Disappointingly, sales volume came in -8% below the consensus forecast, reflecting customer shipping schedules for rutile and synthetic rutile, with management guiding shipments to be weighted to the second half.
Barrenjoey explains when lower sales are combined with lower-than-expected average zircon, rutile, and synthetic rutile sales prices, an -8% revenue miss eventuates.
Overall unit costs came in below 2025 guidance as a result of strong production.
Unit production costs of US$1,138/t were -13% lower than market expectations and remain well below 2025 guidance of US$1,370/t.
The first half unit cost of goods sold (COGS) metric of US$1,241 was in line with consensus and below guidance of US$1,330/t.
Balranald
Iluka has several growth projects in progress. Notably, its Balranald development in the Murray Basin of New South Wales is a rutile-rich deposit that, due to its depth, is being mined via a novel remotely operated underground mining technology.
The deposit also contains zircon and meaningful quantities of rare earth minerals.
A definitive feasibility study completed in late 2022 confirmed the project’s viability, and Iluka’s Board approved a final investment decision in February 2023.
As part of the June quarterly update, management noted construction work is on schedule at the project.

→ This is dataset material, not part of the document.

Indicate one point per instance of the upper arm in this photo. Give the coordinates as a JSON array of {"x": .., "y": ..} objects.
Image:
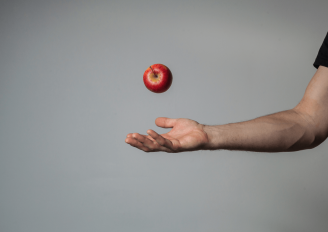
[{"x": 314, "y": 105}]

Stope development has begun for stope 1, the first stage of the underground mining process.
Mined ore will be processed on site to produce heavy mineral concentrate, which will then be transported to Victoria by road, and further processed at Iluka’s facilities in Western Australia.
Balranald is on track for second half 2025 commissioning.
Outlook
Iluka remains Macquarie’s top pick in for mineral sands exposures under coverage, with the added bonus of a rare earths project underway.
While Eneabba and Balranald remain on schedule, UBS notes project execution risks persist, particularly at Eneabba, which is still in the early stages of development.
Of the five daily monitored brokers in the FNArena database who research Iluka Resources, two have Buy or equivalent ratings, two are on Hold and Ord Minnett is at Accumulate, in between Buy and Hold in its particular rating system. The latter is yet to refresh its research following the operational update.
The average target of the five increased to $5.62 from $5.43 after the update, implying around 4% upside to the $5.41 closing share price on July 24.
Outside of daily monitoring, Barrenjoey has an Overweight rating and $5.40 target.
Canaccord Genuity lifted its target to $5.85 from $4.40 in reaction to the update and upgraded to Buy from Hold after revising its long-term mineral sands pricing assumptions to align with consensus.
Contributing to the target rise, this broker also de-risked the net present value (NPV) of the Eneabba project, reflecting a more favourable outlook for rare earth element pricing.